Die Blockchain-Struktur von NFTs wirft ebenfalls Fragen zum Datenschutz im Hinblick auf die mögliche „finale Form“ auf, sagt Dan Olson, ein Youtuber, der kürzlich eine zweistündige Kritik an NFTs zusammengestellt hat.

Er erklärt, dass eine Blockchain-basierte Zukunft mit NFTs, die für jede Person spezifisch sind, ein großes Problem darstellen würde. Glücklicherweise liegt dieses ESG-Risiko noch in weiter Ferne, aber einige soziale Auswirkungen der Struktur, Volatilität und Viralität von NFTs sind bereits heute vorhanden.

"Viele der Fragen, die ich von jüngeren Leuten bekomme, drehen sich darum, dass sie von einem Freund gehört haben, dass er mit NFTs viel Geld verdient hat und sie an der Begeisterung teilhaben wollen", sagt Henry.

"Wir sind uns nicht sicher, ob es wirklich eine so gute Idee ist, wenn junge Menschen ihre Investments damit beginnen, ihre Ersparnisse in etwas zu stecken in der Hoffnung, in ein oder zwei Monaten eine drei- oder vierfache Rendite zu verdienen". Investieren ist kein Glücksspiel.

 

NFTs könnten eine Blase sein

Wegen des Wash Tradings, bei dem ein Wertpapier gleichzeitig ge- und verkauft wird, ist die Anonymität von Kryptowährungen ein großes Problem für NFTs als Anlageform. Stellen Sie sich mehrere Wallets vor, die jeweils einer langen Reihe zufälliger Ziffern ähneln und alle Digitaldrucke eines Künstlers aufkaufen. Da das Angebot begrenzt ist, steigt der Preis. Gehörten diese Geldbörsen dem Künstler? Wer weiß das schon?

"Ein großes Problem beim Wash Trading ist, dass es an einer Börse stattfindet, so dass nur die Börse sieht, was passiert", sagt Seeman.
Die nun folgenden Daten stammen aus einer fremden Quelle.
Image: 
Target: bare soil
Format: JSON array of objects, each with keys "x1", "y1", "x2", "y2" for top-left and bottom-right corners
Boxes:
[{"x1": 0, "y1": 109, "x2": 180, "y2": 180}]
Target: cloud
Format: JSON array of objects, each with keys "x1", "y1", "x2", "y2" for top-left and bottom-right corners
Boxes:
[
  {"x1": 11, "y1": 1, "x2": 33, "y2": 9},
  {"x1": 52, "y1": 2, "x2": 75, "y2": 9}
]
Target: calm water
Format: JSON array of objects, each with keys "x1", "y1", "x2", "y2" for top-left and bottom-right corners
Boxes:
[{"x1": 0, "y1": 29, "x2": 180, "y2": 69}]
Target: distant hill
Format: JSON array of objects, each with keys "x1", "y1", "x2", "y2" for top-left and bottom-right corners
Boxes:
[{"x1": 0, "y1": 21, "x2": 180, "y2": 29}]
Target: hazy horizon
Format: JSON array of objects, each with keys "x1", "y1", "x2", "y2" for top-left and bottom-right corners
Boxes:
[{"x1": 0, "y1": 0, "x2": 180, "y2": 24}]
Ein kürzlich veröffentlichter Chainalysis-Bericht stellte fest, dass auch heute noch ein erhebliches Ausmaß an Wash Trading besteht, so dass potenzielle Investoren vielleicht abwarten wollen, bis die Regulierung auf dem neuesten Stand ist - oder einfach zusehen, wie sich das Ganze entwickelt.

Henry sieht die Möglichkeit, dass die Blase platzt: „Wenn man die Theorie des Blasendreiecks anwendet - Marktfähigkeit, Kredit/Geld und Spekulation sind die drei ‚Brennstoffe‘, die Technologie ist der ‚Funke‘ - könnte man den Bereich als Blase betrachten.“

 

Sollten Sie weiterhin in Kunst investieren?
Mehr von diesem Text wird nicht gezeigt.